Нельзя сказать, что только театральные критики повинны в грехе излишней комплементарности. Об этом писали тогда и в «Литературном обозрении», и в «Вопросах литературы». Приводились даже цифры – на 300 статей приходится только три отрицательных. Согласимся, что эти данные не соответствуют нашему непосредственному читательскому опыту. Не соответствуют они и нашему зрительскому опыту – ведь здесь картина такая же.
Да, приходит новое время, а оно приносит, по слову Белинского, «новые требования, более трудные для исполнения, чем прежние».
Мы бесконечно обогатили формальную сторону театра, его выразительность и изобразительность. Мы почувствовали его структурную природу, мельчайшую сеть зависимостей и отношений. И ждали глубины, объемности, цельности.
Мы узнали цену преемству в Искусстве, почувствовали, что позади у нас не традиция, а традиции, а значит, впереди у нас не путь, а пути. Многообразие исканий – вот еще одно завоевание.
Плененные «карнавальными» идеями минувших десятилетий, мы в жизни и в искусстве начинали ценить трудовой аскетизм, терпение.

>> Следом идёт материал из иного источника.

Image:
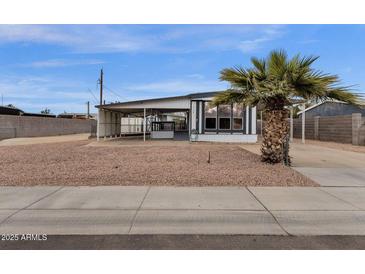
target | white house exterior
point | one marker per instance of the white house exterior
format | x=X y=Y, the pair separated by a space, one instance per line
x=224 y=123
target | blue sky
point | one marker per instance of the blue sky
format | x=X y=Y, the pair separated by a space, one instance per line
x=55 y=66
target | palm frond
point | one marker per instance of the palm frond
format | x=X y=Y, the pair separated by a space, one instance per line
x=276 y=80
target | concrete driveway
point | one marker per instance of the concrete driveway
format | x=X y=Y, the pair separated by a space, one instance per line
x=327 y=166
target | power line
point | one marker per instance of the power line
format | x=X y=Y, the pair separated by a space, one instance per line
x=115 y=93
x=96 y=99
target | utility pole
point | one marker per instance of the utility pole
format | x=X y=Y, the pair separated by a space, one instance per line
x=88 y=109
x=101 y=86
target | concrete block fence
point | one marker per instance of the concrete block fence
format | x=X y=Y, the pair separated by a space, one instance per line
x=26 y=126
x=348 y=129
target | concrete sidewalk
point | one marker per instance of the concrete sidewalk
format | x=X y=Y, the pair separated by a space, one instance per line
x=183 y=210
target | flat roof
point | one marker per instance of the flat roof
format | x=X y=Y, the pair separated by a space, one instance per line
x=188 y=96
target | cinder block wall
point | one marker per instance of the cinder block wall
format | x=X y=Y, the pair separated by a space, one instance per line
x=26 y=126
x=348 y=129
x=309 y=128
x=329 y=128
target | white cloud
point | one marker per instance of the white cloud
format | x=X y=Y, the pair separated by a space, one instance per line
x=143 y=38
x=35 y=93
x=251 y=45
x=55 y=63
x=174 y=86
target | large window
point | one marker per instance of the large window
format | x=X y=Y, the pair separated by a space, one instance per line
x=237 y=116
x=230 y=117
x=210 y=117
x=224 y=114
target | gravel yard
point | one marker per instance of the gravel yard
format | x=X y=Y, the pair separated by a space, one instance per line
x=76 y=163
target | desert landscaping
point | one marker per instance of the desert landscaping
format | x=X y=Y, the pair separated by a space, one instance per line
x=154 y=163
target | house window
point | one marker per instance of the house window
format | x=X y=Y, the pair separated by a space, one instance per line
x=210 y=123
x=224 y=114
x=237 y=116
x=224 y=123
x=237 y=123
x=210 y=114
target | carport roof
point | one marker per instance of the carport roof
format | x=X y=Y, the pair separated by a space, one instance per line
x=188 y=96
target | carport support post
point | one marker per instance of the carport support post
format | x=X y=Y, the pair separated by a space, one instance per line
x=291 y=124
x=303 y=125
x=144 y=124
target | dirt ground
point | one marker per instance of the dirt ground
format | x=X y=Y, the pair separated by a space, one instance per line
x=81 y=163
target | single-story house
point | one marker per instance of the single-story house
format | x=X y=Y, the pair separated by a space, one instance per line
x=204 y=122
x=74 y=115
x=331 y=108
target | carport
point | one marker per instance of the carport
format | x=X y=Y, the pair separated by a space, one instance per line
x=145 y=112
x=201 y=121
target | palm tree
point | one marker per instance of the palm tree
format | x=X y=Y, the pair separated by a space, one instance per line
x=276 y=83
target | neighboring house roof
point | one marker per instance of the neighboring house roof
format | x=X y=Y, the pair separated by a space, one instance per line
x=190 y=96
x=39 y=115
x=10 y=111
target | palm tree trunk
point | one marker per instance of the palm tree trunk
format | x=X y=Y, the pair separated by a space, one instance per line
x=275 y=130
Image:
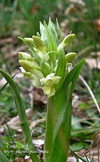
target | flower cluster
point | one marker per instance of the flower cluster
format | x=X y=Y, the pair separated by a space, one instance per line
x=46 y=62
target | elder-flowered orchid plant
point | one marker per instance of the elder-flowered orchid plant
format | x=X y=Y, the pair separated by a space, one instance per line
x=43 y=61
x=47 y=66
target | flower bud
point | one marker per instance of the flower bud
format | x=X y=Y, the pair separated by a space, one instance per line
x=29 y=42
x=48 y=84
x=70 y=57
x=27 y=65
x=67 y=40
x=39 y=44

Сошла на нет конфронтация между «физиками» и «лириками», гуманитарные и естественные науки не слились в одну, как предполагалось еще недавно, но сблизились. Мы испытали период прозаизации стиха, возрождение лирической прозы, кинофикации театра, театрализации кинематографа. Мы вновь почувствовали синтетическую природу русского искусства, отмечавшуюся еще Блоком, и возжаждали такого искусства.

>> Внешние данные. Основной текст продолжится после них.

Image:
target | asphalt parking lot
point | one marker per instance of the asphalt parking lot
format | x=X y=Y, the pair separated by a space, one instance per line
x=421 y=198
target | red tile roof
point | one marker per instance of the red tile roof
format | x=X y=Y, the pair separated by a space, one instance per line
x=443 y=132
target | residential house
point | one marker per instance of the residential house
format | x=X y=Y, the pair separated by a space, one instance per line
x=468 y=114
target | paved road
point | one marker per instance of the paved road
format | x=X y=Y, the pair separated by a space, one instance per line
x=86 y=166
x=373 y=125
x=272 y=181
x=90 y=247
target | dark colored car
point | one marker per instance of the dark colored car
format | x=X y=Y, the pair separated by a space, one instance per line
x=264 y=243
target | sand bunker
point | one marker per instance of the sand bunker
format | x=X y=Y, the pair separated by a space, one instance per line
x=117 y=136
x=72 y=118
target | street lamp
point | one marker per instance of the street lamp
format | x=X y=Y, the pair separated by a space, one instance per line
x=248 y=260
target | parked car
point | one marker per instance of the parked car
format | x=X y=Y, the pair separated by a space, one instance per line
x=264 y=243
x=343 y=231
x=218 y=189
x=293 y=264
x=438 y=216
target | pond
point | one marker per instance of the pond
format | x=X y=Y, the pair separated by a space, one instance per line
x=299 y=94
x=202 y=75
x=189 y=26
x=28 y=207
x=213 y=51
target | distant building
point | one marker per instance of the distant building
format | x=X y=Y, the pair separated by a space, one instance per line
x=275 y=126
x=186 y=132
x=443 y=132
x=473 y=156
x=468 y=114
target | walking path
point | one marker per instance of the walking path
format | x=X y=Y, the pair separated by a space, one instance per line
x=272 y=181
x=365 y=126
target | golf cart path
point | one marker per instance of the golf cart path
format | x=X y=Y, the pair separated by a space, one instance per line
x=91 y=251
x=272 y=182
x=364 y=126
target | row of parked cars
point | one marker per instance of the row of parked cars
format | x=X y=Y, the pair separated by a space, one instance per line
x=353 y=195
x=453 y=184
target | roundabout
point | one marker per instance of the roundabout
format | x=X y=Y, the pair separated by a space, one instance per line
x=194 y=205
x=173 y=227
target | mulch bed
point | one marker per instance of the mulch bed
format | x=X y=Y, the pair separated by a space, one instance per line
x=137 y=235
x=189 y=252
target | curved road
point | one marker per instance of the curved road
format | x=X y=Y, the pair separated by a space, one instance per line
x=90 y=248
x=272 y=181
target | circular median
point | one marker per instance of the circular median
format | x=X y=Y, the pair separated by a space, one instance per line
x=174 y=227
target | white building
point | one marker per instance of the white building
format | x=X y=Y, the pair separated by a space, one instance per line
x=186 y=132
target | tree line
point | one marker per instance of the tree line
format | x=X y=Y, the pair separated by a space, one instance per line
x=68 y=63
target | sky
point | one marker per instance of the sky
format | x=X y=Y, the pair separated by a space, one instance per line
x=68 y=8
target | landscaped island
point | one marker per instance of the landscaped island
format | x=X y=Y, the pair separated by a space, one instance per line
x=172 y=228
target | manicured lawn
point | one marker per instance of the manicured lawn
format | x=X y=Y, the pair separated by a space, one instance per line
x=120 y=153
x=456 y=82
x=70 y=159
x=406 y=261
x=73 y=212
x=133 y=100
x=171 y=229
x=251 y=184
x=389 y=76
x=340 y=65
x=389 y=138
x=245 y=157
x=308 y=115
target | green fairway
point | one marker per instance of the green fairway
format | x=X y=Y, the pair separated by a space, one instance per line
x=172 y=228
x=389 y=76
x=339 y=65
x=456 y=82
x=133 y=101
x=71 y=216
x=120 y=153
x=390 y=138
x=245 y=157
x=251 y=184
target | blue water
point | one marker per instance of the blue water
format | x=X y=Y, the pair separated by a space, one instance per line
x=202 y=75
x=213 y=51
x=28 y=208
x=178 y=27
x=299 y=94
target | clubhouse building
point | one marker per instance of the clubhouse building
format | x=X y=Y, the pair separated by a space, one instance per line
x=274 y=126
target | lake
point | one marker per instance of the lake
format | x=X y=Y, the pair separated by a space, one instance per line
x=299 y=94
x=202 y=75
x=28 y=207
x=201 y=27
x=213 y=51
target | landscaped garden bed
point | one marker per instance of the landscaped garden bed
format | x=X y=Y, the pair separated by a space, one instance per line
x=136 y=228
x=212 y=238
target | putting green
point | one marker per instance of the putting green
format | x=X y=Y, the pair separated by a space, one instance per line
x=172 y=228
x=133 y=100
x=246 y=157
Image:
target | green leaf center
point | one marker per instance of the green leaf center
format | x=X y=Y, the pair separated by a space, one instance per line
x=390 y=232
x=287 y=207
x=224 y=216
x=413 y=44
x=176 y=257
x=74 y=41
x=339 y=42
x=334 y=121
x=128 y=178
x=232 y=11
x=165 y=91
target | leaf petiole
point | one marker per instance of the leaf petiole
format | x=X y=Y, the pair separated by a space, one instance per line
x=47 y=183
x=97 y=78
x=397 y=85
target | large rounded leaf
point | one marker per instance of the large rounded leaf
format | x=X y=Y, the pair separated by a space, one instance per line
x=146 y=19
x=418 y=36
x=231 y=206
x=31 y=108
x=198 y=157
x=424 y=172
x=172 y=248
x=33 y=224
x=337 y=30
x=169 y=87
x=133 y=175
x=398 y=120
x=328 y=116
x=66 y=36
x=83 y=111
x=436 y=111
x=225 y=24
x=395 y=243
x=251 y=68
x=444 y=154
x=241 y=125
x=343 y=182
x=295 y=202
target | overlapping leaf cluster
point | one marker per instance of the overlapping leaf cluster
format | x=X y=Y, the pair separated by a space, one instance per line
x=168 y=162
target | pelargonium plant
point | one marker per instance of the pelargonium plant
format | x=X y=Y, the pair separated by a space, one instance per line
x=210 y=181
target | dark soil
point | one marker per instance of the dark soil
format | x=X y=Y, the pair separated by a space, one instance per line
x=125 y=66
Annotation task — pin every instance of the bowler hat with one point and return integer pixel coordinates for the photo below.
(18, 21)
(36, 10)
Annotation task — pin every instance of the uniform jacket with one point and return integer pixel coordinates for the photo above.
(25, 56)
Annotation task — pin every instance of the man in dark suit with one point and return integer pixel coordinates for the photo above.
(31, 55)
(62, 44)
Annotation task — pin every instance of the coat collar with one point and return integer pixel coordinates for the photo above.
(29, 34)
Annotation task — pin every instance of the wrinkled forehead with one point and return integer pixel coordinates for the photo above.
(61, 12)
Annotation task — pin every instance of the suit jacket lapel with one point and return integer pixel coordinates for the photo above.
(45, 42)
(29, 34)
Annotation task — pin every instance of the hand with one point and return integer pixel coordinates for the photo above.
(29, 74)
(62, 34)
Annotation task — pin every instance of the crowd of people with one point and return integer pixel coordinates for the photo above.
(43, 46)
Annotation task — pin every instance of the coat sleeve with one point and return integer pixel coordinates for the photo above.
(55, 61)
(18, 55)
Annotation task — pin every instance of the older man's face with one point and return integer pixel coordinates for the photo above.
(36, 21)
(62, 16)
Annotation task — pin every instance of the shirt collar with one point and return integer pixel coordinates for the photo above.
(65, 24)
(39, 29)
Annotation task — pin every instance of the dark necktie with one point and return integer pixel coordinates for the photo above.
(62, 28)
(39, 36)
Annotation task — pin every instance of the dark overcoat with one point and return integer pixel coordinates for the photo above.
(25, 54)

«Русский писатель всегда хочет написать что-то вроде Евангелия, книгу по всему миру», – говорил Каронин Горькому. Максимум задач при терпении и способности ждать их свершения – тоже итог периода.
Обозреваемый период был насыщен сложной духовной жизнью, которая, не проступая на поверхность, была, быть может, менее яркой, чем предшествующая, но, думается, более глубокой. Она еще не принесла своих плодов, семя только брошено в землю, жатва еще была впереди.

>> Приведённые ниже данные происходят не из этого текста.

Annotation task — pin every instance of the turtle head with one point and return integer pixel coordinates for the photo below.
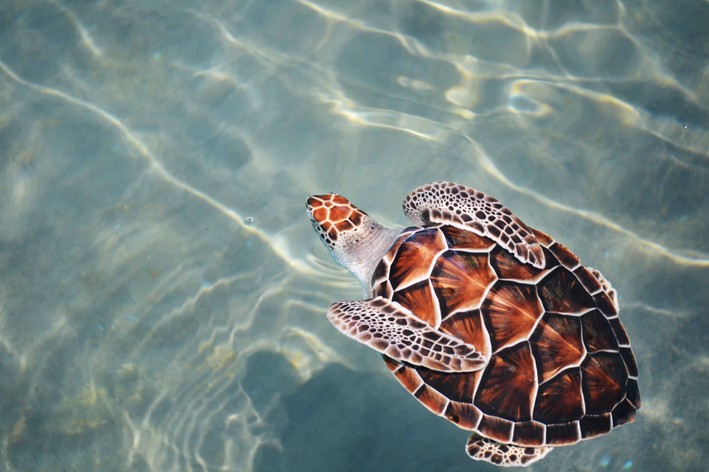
(355, 240)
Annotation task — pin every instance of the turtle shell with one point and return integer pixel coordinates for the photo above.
(560, 369)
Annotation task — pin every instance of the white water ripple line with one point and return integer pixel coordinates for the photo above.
(276, 244)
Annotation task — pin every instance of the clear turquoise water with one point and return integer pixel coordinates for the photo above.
(162, 294)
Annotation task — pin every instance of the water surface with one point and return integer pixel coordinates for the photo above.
(162, 294)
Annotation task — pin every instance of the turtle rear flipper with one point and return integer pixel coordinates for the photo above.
(390, 329)
(505, 455)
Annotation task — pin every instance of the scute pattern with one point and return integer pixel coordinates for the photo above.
(560, 367)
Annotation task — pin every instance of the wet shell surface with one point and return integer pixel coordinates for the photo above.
(560, 366)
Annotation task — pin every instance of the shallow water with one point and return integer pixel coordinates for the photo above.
(162, 294)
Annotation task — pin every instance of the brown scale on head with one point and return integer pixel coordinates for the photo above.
(333, 214)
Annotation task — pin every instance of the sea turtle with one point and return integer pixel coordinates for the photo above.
(487, 322)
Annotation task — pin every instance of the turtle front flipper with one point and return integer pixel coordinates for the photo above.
(505, 455)
(464, 207)
(387, 327)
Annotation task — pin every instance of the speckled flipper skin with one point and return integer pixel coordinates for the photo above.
(504, 455)
(390, 329)
(466, 208)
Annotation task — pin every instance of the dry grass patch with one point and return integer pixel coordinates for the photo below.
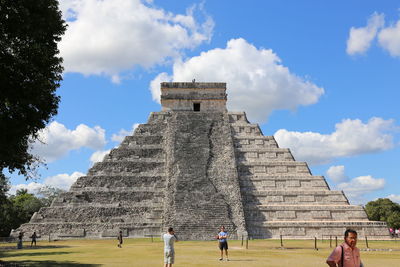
(142, 252)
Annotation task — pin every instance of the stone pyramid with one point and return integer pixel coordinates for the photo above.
(196, 166)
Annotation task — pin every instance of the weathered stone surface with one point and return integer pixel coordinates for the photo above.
(195, 171)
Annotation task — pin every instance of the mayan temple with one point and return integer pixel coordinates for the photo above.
(196, 166)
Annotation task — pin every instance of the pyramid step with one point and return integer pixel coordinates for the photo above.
(246, 130)
(304, 213)
(108, 197)
(283, 184)
(255, 142)
(131, 153)
(93, 214)
(273, 167)
(142, 140)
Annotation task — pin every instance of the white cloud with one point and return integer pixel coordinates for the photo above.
(257, 81)
(123, 133)
(351, 137)
(359, 186)
(389, 39)
(62, 181)
(98, 156)
(395, 198)
(360, 38)
(58, 140)
(110, 37)
(336, 173)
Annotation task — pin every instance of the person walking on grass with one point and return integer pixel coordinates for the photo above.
(33, 237)
(346, 254)
(169, 251)
(223, 243)
(120, 240)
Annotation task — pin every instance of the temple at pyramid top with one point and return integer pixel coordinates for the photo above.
(193, 96)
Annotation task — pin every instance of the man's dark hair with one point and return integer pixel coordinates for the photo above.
(346, 233)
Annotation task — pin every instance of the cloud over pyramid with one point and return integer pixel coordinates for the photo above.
(195, 166)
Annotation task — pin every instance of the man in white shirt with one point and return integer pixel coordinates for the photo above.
(169, 252)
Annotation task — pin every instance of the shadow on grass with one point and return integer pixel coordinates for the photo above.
(44, 263)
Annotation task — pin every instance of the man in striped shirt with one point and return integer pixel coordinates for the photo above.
(347, 254)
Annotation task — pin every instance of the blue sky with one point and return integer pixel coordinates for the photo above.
(322, 76)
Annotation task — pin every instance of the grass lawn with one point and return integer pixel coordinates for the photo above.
(143, 252)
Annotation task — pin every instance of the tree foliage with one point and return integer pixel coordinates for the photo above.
(30, 73)
(18, 209)
(383, 209)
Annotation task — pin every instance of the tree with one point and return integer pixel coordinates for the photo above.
(383, 209)
(30, 73)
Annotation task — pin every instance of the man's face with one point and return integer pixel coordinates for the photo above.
(351, 240)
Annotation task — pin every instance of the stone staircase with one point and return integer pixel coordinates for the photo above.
(282, 197)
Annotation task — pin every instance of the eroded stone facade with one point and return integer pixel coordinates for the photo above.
(195, 171)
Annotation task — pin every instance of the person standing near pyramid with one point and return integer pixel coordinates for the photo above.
(347, 254)
(169, 251)
(120, 240)
(223, 243)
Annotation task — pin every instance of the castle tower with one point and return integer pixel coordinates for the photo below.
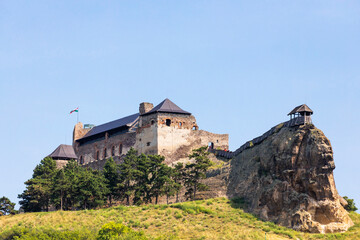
(301, 113)
(162, 129)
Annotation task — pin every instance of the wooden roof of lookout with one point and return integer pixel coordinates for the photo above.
(63, 152)
(301, 108)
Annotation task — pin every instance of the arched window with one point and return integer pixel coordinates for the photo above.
(120, 149)
(168, 122)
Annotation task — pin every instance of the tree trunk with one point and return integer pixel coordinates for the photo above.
(61, 200)
(195, 188)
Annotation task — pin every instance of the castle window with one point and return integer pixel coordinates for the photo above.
(120, 149)
(168, 122)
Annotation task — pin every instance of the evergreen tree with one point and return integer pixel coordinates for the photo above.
(111, 174)
(92, 189)
(195, 171)
(170, 187)
(37, 195)
(60, 189)
(128, 174)
(178, 177)
(6, 206)
(160, 175)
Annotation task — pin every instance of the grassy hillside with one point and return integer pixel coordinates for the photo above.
(208, 219)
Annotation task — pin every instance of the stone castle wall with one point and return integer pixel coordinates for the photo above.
(115, 146)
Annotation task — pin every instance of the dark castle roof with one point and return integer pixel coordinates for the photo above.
(122, 122)
(167, 106)
(63, 152)
(301, 108)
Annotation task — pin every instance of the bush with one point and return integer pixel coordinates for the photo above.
(119, 231)
(351, 204)
(24, 233)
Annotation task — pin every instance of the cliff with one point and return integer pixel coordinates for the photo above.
(288, 179)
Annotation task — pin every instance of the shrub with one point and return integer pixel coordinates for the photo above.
(351, 204)
(119, 231)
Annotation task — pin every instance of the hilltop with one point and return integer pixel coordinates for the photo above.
(217, 218)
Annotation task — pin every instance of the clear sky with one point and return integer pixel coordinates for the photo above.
(238, 66)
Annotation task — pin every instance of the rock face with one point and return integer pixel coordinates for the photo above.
(288, 179)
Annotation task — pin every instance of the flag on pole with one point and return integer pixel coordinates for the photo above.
(75, 110)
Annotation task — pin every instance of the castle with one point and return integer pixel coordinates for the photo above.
(165, 129)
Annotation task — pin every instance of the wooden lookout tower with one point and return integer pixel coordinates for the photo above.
(302, 114)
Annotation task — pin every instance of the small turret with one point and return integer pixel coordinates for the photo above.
(303, 112)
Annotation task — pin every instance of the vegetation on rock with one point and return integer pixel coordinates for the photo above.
(350, 204)
(217, 218)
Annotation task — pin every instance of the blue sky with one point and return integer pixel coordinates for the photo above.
(238, 66)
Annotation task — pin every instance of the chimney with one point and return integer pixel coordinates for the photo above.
(145, 107)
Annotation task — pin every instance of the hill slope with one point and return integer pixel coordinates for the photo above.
(217, 218)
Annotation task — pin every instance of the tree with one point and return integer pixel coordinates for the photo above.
(128, 174)
(178, 177)
(37, 194)
(351, 204)
(111, 174)
(92, 189)
(171, 186)
(60, 189)
(195, 171)
(160, 176)
(6, 206)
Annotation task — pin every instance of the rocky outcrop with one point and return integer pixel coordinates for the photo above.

Есть своя прелесть в тех периодах, когда сложная духовная жизнь уходит в недра, существует подспудно. И требуется умение всматриваться в кипение «пузырей земли», они свидетельствуют, что «там, внутри» что-то происходит. Это историческая отсрочка, а не конец. И, говоря языком философской поэзии, «Тогда былое удержимо, // Грядущее заранее зримо, // Минута с вечностью равна». А на языке философской прозы та же мысль выражается так: «В настоящем и прошедшее не уходит, и будущее прежде прихода ощутительно… Тайна веков слышна».
Любой ренессанс опирается на традицию. Такую роль в развитии поэзии и театра, да и гуманитарной науки 60-х годов XX века сыграли наши 20-е годы. Каждый выбирал из них свое, кто – Маяковского, кто – Есенина, кто – Станиславского, кто – Мейерхольда, кто – Тынянова, кто – Бахтина. Вот только плохо, что каждая традиция старалась победить другую, доказать свою единственность. Сейчас мы научились сплавлять, скрещивать традиции, ощутили их корни в далеком прошлом. Пришло время собирать, а не расточать, синтеза, преображения искусства и жизни.
Последний акт пьесы может быть первым актом другой. Послесловие к сезону есть одновременно и предисловие к новому.